LinkedIn deal may be the torch that ignites a tech industry M&A wildfire
While the first part of 2016 – when compared to last year's figures – has been relatively slow in terms of M&A activity, large tech companies such as IBM, Salesforce and Oracle recently launched an acquisition frenzy in the software industry, purchasing numerous cloud computing startups, according to Business Insider. Now due to the recent high-profile acquisition of LinkedIn acquisition by Microsoft, the entire industry is speculating about a takeover boom. Essentially, this merger may be a metaphorical torch that ignites a blazing M&A wildfire.
What are the terms of the LinkedIn-Microsoft deal?

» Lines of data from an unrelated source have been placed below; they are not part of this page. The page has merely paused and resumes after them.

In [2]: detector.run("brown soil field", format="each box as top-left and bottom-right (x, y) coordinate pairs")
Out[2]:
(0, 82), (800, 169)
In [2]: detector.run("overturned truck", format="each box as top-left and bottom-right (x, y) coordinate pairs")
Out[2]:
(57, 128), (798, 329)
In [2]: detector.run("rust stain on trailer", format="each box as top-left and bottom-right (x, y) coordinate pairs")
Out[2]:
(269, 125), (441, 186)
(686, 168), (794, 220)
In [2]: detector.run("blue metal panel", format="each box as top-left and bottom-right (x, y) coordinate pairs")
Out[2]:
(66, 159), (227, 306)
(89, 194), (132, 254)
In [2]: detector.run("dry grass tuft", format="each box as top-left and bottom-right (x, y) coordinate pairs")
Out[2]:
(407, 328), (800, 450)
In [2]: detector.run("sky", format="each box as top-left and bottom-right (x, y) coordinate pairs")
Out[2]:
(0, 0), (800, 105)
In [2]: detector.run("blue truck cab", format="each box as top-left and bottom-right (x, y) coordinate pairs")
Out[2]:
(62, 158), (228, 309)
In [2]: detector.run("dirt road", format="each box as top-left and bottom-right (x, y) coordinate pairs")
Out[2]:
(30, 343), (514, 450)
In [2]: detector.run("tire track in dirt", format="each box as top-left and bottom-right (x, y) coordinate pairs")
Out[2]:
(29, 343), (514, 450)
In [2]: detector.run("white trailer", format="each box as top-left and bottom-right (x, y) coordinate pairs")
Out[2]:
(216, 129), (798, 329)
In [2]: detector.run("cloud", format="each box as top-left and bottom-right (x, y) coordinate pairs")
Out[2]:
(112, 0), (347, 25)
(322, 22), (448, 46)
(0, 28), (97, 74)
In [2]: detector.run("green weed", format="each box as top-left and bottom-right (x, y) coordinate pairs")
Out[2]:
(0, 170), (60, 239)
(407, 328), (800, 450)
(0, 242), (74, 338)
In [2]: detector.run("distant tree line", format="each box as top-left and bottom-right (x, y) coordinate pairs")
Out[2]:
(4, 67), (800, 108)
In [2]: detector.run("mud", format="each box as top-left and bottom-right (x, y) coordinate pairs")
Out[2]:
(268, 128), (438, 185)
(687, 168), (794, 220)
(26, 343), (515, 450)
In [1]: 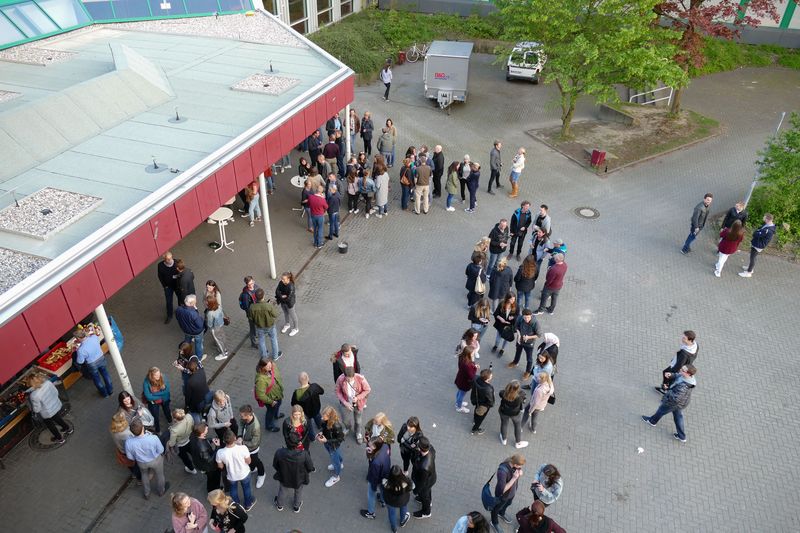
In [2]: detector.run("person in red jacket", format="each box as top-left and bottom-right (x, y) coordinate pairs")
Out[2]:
(714, 220), (744, 277)
(533, 254), (567, 315)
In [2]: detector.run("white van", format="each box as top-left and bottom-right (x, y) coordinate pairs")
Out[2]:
(506, 42), (547, 83)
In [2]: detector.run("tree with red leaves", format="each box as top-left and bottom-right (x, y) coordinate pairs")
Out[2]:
(655, 0), (784, 113)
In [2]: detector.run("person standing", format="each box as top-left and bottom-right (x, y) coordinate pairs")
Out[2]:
(508, 147), (525, 198)
(239, 276), (261, 348)
(508, 200), (531, 261)
(486, 218), (509, 272)
(714, 220), (744, 277)
(533, 253), (567, 315)
(414, 154), (432, 215)
(216, 429), (256, 512)
(681, 192), (714, 255)
(247, 288), (283, 361)
(383, 465), (411, 533)
(254, 358), (284, 432)
(125, 418), (169, 500)
(491, 453), (525, 533)
(73, 326), (112, 398)
(379, 61), (392, 102)
(291, 372), (325, 439)
(275, 272), (300, 337)
(157, 251), (180, 324)
(272, 433), (314, 513)
(175, 294), (206, 360)
(27, 372), (75, 444)
(470, 364), (494, 435)
(336, 366), (372, 444)
(236, 404), (267, 489)
(642, 364), (697, 442)
(360, 437), (392, 520)
(486, 140), (503, 195)
(739, 213), (775, 278)
(411, 437), (436, 519)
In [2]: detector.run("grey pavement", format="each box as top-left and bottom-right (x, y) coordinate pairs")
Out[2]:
(0, 56), (800, 533)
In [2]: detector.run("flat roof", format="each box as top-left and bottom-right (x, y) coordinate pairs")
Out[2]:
(0, 12), (350, 298)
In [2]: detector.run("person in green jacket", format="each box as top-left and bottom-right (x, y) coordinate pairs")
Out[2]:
(247, 287), (283, 361)
(251, 356), (284, 432)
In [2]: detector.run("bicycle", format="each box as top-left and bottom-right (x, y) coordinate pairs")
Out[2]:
(406, 43), (431, 63)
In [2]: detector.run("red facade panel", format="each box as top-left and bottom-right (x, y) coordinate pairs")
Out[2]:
(22, 287), (75, 352)
(233, 150), (253, 192)
(0, 315), (39, 383)
(61, 259), (104, 324)
(122, 222), (158, 276)
(150, 204), (181, 255)
(94, 241), (133, 300)
(214, 163), (236, 203)
(175, 187), (203, 237)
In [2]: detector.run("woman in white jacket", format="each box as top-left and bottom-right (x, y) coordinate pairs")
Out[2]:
(28, 372), (74, 444)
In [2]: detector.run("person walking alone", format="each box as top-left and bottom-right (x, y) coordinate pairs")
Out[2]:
(681, 192), (714, 255)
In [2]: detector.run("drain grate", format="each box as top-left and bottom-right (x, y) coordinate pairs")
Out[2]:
(572, 207), (600, 220)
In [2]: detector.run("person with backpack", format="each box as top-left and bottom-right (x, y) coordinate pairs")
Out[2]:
(491, 453), (525, 533)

Microsoft announced its intentions to purchase business-focused social network platform LinkedIn June 13 in an all-cash transaction estimated at $26.2 billion At $196 per share. LinkedIn will also retain its independent brand throughout the merger, though it will report its financials as part of Microsoft's Productivity and Business Processes segment. The deal is expected to close by the end of the calendar year.
Jeff Weiner, the CEO of LinkedIn, will remain in his position and report directly to Satya Nadella, the CEO of Microsoft. Weiner, Nadella and Reid Hoffman, the chairman of the board[whose board?], co-founder and controlling shareholder of LinkedIn, all fully support this deal. Both companies' boards of directors unanimously approved the transaction.

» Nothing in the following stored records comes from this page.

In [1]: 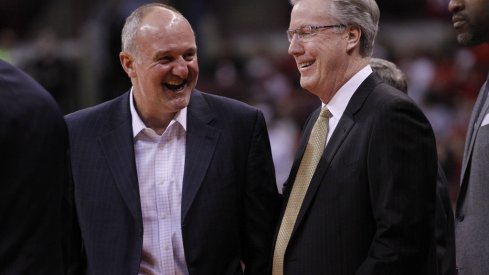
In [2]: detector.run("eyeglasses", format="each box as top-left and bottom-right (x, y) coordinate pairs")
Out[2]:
(286, 24), (345, 42)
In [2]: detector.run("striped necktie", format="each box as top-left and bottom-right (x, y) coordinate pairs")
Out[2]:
(272, 106), (331, 275)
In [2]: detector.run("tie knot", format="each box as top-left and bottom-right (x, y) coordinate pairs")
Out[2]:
(319, 106), (331, 118)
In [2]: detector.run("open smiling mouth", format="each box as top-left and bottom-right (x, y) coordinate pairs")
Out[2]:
(299, 61), (314, 69)
(164, 80), (187, 92)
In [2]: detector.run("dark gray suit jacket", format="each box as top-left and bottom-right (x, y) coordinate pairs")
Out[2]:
(274, 74), (437, 275)
(66, 90), (280, 275)
(0, 60), (68, 275)
(455, 81), (489, 275)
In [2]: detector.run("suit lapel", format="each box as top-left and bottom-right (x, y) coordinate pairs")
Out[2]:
(99, 93), (142, 222)
(460, 81), (488, 187)
(292, 74), (379, 235)
(182, 90), (220, 220)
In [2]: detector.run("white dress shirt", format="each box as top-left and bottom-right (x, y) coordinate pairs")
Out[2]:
(130, 90), (188, 275)
(322, 65), (372, 146)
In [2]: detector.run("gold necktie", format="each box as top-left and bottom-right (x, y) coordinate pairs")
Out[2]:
(272, 106), (330, 275)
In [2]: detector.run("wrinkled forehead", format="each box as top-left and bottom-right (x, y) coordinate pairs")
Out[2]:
(289, 0), (334, 29)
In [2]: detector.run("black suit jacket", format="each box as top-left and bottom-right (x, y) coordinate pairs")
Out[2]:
(66, 90), (280, 275)
(0, 60), (68, 275)
(276, 74), (437, 275)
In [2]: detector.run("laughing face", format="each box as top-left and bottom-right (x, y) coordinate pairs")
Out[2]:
(448, 0), (489, 46)
(120, 8), (199, 128)
(289, 0), (349, 103)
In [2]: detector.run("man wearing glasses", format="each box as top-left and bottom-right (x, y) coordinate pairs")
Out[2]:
(273, 0), (437, 275)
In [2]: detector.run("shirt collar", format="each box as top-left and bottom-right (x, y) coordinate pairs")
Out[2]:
(129, 87), (187, 137)
(322, 65), (372, 118)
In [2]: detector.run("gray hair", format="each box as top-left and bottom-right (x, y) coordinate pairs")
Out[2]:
(290, 0), (380, 57)
(370, 58), (407, 94)
(121, 3), (182, 54)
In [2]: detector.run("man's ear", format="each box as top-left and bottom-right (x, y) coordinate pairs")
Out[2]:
(119, 52), (137, 78)
(346, 26), (362, 52)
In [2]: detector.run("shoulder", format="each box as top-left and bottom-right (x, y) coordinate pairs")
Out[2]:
(0, 60), (61, 116)
(65, 92), (130, 128)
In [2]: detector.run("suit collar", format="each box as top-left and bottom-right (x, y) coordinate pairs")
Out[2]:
(99, 93), (142, 224)
(182, 90), (220, 222)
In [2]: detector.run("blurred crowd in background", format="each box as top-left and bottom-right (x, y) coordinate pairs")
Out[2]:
(0, 0), (489, 205)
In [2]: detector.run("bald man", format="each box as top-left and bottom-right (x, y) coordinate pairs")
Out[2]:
(66, 4), (280, 275)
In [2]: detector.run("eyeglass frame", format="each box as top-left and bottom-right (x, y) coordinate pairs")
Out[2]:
(285, 24), (346, 42)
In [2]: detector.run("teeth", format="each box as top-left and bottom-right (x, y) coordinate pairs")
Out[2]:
(166, 81), (183, 86)
(165, 81), (185, 92)
(300, 62), (313, 68)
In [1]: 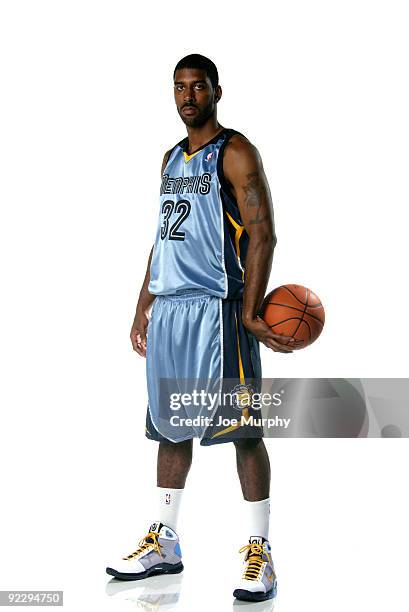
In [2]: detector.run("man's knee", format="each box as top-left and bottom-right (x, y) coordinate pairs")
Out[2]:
(234, 438), (263, 452)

"Just as we have changed the way the world connects to opportunity, this relationship with Microsoft, and the combination of their cloud and LinkedIn's network, now gives us a chance to also change the way the world works," Weiner said. "For the last 13 years, we've been uniquely positioned to connect professionals to make them more productive and successful, and I'm looking forward to leading our team through the next chapter of our story."

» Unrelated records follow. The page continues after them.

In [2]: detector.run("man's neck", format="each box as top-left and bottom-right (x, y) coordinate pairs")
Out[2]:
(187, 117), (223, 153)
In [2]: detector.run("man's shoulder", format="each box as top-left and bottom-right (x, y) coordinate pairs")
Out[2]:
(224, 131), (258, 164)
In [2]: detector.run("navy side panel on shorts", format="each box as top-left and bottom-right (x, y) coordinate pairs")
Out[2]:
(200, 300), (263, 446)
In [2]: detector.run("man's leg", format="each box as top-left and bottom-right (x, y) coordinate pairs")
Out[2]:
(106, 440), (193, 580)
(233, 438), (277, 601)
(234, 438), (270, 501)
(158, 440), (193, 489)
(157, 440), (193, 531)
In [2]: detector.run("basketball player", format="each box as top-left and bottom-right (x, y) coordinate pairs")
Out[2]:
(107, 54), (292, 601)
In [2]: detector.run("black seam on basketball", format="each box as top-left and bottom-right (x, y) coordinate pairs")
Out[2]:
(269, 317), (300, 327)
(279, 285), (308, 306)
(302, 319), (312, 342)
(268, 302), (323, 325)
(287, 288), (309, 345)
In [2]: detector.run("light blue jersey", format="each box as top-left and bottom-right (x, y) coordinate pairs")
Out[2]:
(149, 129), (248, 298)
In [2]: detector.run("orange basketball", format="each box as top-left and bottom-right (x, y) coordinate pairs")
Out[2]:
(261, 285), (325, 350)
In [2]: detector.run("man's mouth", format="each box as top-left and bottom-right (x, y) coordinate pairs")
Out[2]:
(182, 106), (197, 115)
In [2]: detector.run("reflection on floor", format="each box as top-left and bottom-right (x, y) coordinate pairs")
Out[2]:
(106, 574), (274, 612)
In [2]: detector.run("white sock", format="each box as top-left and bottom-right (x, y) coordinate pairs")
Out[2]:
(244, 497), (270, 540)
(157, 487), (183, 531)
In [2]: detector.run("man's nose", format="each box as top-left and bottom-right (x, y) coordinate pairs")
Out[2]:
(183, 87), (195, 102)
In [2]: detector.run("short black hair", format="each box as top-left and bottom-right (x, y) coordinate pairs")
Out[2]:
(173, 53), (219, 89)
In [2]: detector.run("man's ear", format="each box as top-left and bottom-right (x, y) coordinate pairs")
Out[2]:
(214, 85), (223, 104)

What's next for tech industry M&A?
Research analysts at Goldman Sachs recently updated a running list of likely companies it believes will be acquired in the year, according to Business Insider. To put this list into perspective, LinkedIn had a number two rating on the list before the merger, indicating that it had a 15 to 30 percent chance of entering into a deal. The following companies all ranked at a one on the list, meaning that they have an even higher chance at 30 to 50 percent:
- Pandora Media: Since the internet radio streaming service went public in 2011, it has failed to make an annual profit. Facing intense competition from Spotify and Apple, among many other streaming platforms, its shares are down 25 percent this year alone. Corvex Management currently owns 9.9 percent of the company. A Business Insider article reported that Keith Meister, founder and chief investment officer, pushed for a sale this past year. Its current market capitalization is $2.8 billion.
- Acacia Communications: The initial public offering market may be quiet so far this year due to global market volatility. However, this Massachusetts supplier of high-speed optical-networking products recently went public in May, marking the second IPO of the year and a good sign for IPO investors. Its current market cap is $1.5 billion, according to Business Insider.
- Zynga: The successful mobile game developer is known for its gaming sensations "FarmVille" and "Words With Friends" that took the country by storm at the launch of the apps in 2009. Even with mounting pressures from King, the "Candy Crush Saga" developer, the company experienced a solid first quarter of the year, exceeding Wall Street expectations due to the guidance of the newly instated CEO Frank Gibeau, according to Business Insider.
With more companies on Goldman Sachs's extensive list and if these predictions prove true, as in the case of LinkedIn, there could be significant M&A activity in the tech industry in the near future. Essentially, this high-profile LinkedIn acquisition may just be the boost many of these companies need to pursue a deal.